Technisch kann ihm dabei noch immer kaum ein Konkurrent das Wasser reichen. Eminem ist ein versierter, wenn nicht brillanter Reimer, der selbst sperrigste Wörter und Grammatik in seinen Stakkato-Flow zu zwingen vermag. Anders als bei den zeitgenössischen Alben von Kanye West, Drake, Frank Ocean oder Kendrick Lamar (der sich hier als Gast-Rapper in "Love Game" unterverkaufen muss), fehlt es seinem Duktus jedoch an echter Emotion. Eine Tatsache, die er durch inflationären Einsatz mehr oder minder bekannter Sänger und Sängerinnen (u.a. Rihanna) wettzumachen sucht, die vielen Stücken klebrige Pathos-Refrains verpassen, um Pseudo-Gefühligkeit zu plakatieren.
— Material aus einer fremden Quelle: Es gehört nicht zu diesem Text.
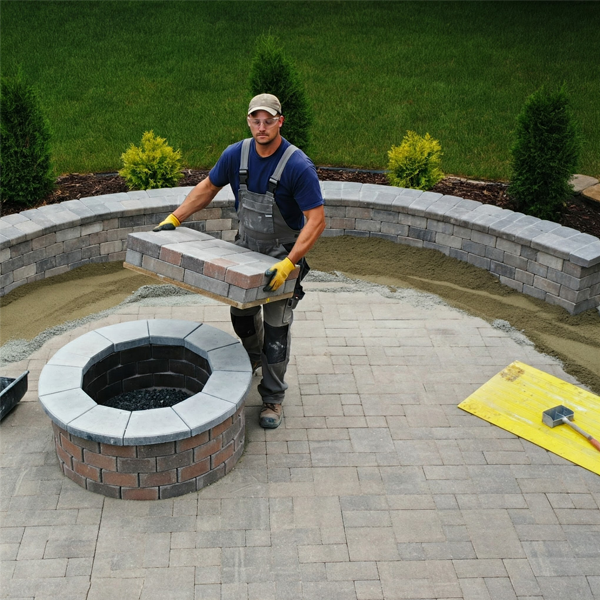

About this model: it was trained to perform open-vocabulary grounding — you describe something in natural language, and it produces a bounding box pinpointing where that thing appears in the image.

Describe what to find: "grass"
[0,0,600,179]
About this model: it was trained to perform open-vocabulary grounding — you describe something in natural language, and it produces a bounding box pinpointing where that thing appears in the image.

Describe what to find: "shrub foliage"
[119,131,183,190]
[387,131,444,190]
[250,35,312,152]
[0,69,55,206]
[508,86,581,220]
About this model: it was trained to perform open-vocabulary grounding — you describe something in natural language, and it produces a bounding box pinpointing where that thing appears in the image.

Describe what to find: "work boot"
[259,403,283,429]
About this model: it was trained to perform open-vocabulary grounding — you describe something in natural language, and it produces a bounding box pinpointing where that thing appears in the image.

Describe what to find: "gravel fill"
[103,388,192,410]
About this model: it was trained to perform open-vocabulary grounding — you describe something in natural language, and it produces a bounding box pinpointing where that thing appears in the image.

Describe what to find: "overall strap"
[268,144,298,194]
[240,138,252,186]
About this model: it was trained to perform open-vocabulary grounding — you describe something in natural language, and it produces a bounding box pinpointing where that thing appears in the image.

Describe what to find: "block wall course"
[0,182,600,311]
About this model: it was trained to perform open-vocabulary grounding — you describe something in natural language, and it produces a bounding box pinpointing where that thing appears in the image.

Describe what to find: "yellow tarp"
[458,361,600,475]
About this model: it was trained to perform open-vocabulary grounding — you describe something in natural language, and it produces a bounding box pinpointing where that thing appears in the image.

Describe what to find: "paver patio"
[0,283,600,600]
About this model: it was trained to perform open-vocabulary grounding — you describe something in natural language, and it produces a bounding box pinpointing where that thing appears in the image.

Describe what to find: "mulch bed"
[1,167,600,238]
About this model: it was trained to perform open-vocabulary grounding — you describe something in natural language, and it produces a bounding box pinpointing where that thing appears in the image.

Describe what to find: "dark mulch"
[1,167,600,237]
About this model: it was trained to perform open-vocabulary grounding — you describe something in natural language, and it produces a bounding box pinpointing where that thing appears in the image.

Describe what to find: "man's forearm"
[173,177,221,223]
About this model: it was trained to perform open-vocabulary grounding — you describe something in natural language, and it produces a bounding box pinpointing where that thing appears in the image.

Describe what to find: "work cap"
[248,94,281,116]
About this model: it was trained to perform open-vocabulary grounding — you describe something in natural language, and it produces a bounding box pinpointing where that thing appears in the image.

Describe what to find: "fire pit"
[38,319,252,500]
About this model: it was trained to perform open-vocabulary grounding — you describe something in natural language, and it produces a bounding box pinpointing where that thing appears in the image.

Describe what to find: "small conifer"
[0,68,55,206]
[250,35,312,152]
[508,86,581,220]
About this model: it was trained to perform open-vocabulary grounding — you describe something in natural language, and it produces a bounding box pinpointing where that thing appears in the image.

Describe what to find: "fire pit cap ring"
[38,319,252,446]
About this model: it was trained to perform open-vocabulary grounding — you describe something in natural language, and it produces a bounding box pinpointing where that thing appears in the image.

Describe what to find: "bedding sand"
[0,237,600,393]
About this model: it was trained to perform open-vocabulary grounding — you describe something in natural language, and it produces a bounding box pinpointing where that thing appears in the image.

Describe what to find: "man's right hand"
[152,213,181,231]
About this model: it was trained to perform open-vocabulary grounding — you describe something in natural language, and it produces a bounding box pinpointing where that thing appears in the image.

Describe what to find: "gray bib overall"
[231,138,308,404]
[238,138,300,253]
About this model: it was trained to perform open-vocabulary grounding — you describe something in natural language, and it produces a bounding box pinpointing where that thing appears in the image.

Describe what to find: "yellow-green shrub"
[119,131,183,190]
[387,131,444,190]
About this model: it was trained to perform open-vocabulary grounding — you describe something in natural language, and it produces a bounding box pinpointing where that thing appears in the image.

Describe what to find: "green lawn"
[1,0,600,179]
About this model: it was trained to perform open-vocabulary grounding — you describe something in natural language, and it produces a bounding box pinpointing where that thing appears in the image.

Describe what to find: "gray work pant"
[231,298,297,404]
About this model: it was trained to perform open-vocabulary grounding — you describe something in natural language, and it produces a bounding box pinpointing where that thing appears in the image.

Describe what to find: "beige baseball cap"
[248,94,281,116]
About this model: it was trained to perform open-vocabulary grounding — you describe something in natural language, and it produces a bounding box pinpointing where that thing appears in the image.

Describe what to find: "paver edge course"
[0,181,600,314]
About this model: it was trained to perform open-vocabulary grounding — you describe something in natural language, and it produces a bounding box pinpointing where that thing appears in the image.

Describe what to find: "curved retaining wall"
[0,181,600,314]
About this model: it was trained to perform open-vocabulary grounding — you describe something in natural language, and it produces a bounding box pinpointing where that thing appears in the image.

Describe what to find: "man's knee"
[263,298,294,327]
[264,323,290,365]
[231,306,260,338]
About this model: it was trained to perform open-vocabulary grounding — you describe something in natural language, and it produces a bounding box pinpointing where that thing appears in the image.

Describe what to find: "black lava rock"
[104,388,192,410]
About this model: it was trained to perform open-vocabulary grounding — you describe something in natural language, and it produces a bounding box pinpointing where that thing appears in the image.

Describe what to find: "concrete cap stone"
[67,404,131,446]
[208,342,252,373]
[38,365,83,396]
[96,320,149,352]
[569,241,600,267]
[148,319,202,346]
[123,408,192,446]
[184,325,239,356]
[202,370,252,408]
[172,392,237,436]
[40,388,98,429]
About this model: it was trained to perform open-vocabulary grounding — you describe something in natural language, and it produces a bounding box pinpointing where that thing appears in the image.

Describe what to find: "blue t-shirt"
[208,138,323,230]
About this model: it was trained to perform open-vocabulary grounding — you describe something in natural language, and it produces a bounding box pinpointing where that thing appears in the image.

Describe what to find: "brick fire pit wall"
[39,319,252,500]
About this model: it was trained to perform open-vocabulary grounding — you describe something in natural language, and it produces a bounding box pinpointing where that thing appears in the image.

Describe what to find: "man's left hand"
[263,257,296,292]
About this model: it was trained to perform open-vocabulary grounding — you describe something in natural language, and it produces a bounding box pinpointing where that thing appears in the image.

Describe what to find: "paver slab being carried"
[123,227,299,308]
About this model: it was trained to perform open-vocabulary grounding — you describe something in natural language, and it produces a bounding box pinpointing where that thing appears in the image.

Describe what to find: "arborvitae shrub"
[119,131,183,190]
[508,86,581,220]
[0,69,55,206]
[250,35,312,152]
[387,131,444,190]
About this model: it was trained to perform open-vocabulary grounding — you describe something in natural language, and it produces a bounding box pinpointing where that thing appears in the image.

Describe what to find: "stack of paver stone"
[124,227,299,308]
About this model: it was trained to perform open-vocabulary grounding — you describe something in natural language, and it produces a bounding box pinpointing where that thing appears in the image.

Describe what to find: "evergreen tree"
[508,85,581,220]
[0,69,54,206]
[250,35,312,152]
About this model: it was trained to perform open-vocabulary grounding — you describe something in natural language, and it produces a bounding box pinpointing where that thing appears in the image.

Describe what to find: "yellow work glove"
[263,258,296,292]
[152,213,181,231]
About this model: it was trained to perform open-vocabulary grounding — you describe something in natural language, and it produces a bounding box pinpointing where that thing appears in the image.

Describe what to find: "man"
[154,94,325,428]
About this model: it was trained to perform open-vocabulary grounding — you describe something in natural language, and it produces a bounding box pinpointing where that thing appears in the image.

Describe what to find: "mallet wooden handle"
[562,417,600,450]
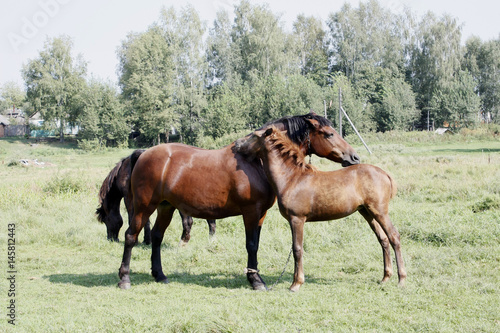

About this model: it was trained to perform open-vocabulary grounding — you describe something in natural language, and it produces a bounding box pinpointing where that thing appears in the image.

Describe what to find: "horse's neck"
[264,150,302,193]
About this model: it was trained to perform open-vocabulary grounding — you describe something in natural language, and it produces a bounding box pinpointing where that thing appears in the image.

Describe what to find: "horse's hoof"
[118,281,132,290]
[252,284,267,291]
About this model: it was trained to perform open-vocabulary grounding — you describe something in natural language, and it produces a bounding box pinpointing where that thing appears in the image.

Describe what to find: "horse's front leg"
[144,220,151,245]
[118,212,149,289]
[151,203,175,283]
[179,211,193,246]
[207,220,215,237]
[289,216,306,291]
[243,213,267,291]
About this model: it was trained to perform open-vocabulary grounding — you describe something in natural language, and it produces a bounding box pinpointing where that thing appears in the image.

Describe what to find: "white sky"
[0,0,500,87]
Damit hebelt Eminem den ätzenden Spott gegen die "Fags", wie er in "Rap God" seine sensiblen Nachfolger in den Charts in "Rap God" schimpft, selbst wieder aus: Über weite Strecken ist "MMLP 2" schlimmster Mainstream-Pop, der sich schamlos dem Massen-Radio anbiedert. Statt sich musikalisch in moderne, experimentelle HipHop-Gefilde (siehe Kanye, The Weeknd) zu wagen, lässt er sich von Teil-Produzent Rick Rubin ein paar griffige Rock-Klassiker (u.a. von Joe Walsh und den Zombies) als Rap-Basis zurechtschneidern - oder ergibt sich gleich totaler Retromanie, wie im Beastie-Boys-Metalrap von "Bezerk".
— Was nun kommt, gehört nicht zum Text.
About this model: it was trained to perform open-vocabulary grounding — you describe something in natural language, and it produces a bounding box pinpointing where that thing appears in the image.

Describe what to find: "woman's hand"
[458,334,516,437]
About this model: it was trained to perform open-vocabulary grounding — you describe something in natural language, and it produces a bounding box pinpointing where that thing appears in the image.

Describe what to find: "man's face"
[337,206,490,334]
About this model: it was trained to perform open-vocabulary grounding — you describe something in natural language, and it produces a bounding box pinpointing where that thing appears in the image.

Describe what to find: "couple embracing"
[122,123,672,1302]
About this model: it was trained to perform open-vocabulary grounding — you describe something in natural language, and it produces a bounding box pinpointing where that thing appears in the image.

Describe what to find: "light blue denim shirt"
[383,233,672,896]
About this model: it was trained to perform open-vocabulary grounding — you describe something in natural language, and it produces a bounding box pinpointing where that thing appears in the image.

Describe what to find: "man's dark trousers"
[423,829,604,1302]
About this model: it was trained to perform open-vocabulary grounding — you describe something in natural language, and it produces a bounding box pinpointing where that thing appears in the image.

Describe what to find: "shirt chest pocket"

Da wirkt das rührselige Cover-Foto der aufgelassenen, verrammelten Mathers-Residenz im Eight-Mile-Bezirk von Detroit schon ganz stimmig: Es ist höchste Zeit, die alte Hütte, die alten Konflikte, den alten Hass hinter sich zu lassen, wie bereits mit den Alben "Relapse" und "Recovery" versuchsweise angedeutet. Ein letztes Mal wollte Eminem wohl noch abkassieren. (4.0) Andreas Borcholte

"Berzerk"-Videoclip von Eminem auf tape.tv ansehen 

London Grammar - "If You Wait"
(Island/Universal, ab 15. November)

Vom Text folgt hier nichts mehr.